Astronauts aboard the International Space Station went spacewalking to attach new batteries to the spacecraft’s power grid. Commander Shane Kimbrough and Peggy Whitson had some help from a robot that did most of the manual labor before they went out into space.
Flight controllers in Houston used robotics to remotely replace the station’s decades-old, nickel-hydrogen batteries with lithium ion ones that would charge more efficiently. Each battery is around half the size of a refrigerator, and required tiresome maneuvering, Sci-Tech today reports.
Kimbrough and Whitson were left to wire three of the new lithium ion batteries, which were delivered to the ISS by the Japanese.
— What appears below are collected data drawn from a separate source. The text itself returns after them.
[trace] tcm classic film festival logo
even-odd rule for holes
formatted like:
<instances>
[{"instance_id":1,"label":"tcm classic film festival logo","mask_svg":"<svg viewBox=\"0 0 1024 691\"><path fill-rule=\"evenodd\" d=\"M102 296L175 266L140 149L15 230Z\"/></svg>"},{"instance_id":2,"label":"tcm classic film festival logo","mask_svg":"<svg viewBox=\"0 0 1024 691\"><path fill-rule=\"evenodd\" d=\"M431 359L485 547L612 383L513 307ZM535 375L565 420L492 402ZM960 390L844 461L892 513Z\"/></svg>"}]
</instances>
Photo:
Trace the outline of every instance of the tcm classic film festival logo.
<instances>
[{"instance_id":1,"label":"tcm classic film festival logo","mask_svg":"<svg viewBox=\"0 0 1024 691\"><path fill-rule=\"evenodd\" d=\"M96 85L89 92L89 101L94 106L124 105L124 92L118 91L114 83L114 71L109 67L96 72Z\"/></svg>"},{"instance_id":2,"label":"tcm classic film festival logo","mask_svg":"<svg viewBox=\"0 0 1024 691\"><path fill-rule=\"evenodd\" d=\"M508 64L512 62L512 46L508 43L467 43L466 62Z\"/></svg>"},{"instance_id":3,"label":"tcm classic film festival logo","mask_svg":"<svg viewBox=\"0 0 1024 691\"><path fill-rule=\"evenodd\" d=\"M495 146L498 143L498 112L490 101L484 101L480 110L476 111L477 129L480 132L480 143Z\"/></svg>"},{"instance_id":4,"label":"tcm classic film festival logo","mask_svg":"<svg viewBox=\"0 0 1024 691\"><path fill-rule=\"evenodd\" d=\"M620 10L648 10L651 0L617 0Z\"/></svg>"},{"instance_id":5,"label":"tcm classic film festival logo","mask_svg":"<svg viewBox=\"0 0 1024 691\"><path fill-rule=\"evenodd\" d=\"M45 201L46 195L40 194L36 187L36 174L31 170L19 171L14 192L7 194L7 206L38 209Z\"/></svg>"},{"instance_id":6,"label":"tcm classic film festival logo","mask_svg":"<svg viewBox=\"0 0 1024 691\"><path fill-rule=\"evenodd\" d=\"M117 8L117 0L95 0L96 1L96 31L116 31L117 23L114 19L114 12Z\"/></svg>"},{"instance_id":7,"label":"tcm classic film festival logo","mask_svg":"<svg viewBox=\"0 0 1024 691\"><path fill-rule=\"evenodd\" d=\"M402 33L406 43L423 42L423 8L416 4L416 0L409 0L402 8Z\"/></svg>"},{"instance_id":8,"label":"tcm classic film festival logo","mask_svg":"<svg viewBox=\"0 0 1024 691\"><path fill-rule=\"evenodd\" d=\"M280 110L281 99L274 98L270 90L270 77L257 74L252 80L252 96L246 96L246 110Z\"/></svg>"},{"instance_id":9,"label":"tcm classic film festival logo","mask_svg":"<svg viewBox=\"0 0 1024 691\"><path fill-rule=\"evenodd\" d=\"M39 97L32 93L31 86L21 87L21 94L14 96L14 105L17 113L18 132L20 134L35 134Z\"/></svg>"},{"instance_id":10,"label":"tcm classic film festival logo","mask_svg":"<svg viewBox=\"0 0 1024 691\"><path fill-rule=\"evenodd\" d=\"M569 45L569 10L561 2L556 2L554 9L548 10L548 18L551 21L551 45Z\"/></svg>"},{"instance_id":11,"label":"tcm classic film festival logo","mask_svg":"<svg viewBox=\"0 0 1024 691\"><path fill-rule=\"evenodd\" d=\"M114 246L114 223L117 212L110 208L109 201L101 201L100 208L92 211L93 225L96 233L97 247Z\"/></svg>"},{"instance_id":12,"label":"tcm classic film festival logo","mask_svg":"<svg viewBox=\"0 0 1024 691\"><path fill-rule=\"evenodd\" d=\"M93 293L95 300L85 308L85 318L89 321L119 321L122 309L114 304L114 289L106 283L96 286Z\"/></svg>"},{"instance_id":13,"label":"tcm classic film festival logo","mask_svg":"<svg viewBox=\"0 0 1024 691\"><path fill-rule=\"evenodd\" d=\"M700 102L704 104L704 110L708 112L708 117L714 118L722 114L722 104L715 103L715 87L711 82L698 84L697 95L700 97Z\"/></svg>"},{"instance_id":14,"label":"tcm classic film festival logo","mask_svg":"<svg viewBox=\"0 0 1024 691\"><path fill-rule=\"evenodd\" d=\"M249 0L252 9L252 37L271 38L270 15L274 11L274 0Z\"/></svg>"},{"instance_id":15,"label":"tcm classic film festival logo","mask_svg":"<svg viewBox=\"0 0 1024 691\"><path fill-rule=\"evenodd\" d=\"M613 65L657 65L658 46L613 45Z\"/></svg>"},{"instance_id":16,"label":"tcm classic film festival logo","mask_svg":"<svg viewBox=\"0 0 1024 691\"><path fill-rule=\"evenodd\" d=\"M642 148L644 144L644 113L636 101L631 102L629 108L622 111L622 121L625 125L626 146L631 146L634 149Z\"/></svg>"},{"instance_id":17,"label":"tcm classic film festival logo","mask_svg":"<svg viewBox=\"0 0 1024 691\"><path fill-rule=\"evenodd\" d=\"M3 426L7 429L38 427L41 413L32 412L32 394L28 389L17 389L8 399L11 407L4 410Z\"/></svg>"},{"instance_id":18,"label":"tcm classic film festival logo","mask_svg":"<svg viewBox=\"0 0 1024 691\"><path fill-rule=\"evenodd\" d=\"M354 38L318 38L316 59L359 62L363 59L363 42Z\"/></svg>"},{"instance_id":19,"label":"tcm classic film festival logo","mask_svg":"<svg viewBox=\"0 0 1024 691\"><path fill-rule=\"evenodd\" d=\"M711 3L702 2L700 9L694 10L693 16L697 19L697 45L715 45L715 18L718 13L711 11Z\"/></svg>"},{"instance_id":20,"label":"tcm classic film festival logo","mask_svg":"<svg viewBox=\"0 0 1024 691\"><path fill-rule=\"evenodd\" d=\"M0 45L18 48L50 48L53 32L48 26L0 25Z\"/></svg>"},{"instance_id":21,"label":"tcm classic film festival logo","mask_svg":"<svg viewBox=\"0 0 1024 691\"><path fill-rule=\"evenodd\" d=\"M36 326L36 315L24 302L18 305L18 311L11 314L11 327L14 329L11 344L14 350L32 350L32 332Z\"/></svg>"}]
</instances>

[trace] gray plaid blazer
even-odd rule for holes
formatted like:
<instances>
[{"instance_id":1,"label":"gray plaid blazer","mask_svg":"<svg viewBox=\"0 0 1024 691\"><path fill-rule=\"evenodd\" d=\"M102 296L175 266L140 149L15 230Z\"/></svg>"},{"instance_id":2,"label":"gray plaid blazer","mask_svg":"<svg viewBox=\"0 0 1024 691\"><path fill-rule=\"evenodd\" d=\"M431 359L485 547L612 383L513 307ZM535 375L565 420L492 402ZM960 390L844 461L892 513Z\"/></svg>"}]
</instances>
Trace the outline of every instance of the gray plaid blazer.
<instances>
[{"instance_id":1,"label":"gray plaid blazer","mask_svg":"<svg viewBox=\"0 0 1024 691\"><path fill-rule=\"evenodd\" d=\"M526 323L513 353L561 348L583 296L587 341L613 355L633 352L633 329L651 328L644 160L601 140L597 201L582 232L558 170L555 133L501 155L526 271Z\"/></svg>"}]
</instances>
Three more batteries need to be placed next Friday in a long-term project to update the station’s old solar power system.
There are 48 nickel-hydrogen batteries powering the ISS, and NASA estimates it might take two to three years before all of these are replaced. The new batteries are efficient enough that only 24 will be needed, saving space for other items to be delivered during supply runs to space.
Dextre, the robot handyman on the station, took care of removing the old batteries and replacing them, starting on New Year’s Eve. Dextre – short for dexterous – also loosened bolts that were holding metal plates on the batteries. Installing the plates and plugging in power and data cables were left to Kimbrough and Whitson.
Christopher Cassidy, chief astronaut of NASA, said that removing the bolts is often a difficult job for astronauts, so Dextre proved to be invaluable. The robot’s 11-foot arms also made it easy for the batteries to be transferred from one end of the station to another.
Spacewalks are high-risk activities, so reducing the amount of time astronauts spend outside is important, NASA says.
With this activity, Whitson now ties the record for the most number of spacewalks by a woman. She’s had seven, and is now the world’s oldest and most experienced female astronaut at the age of 56.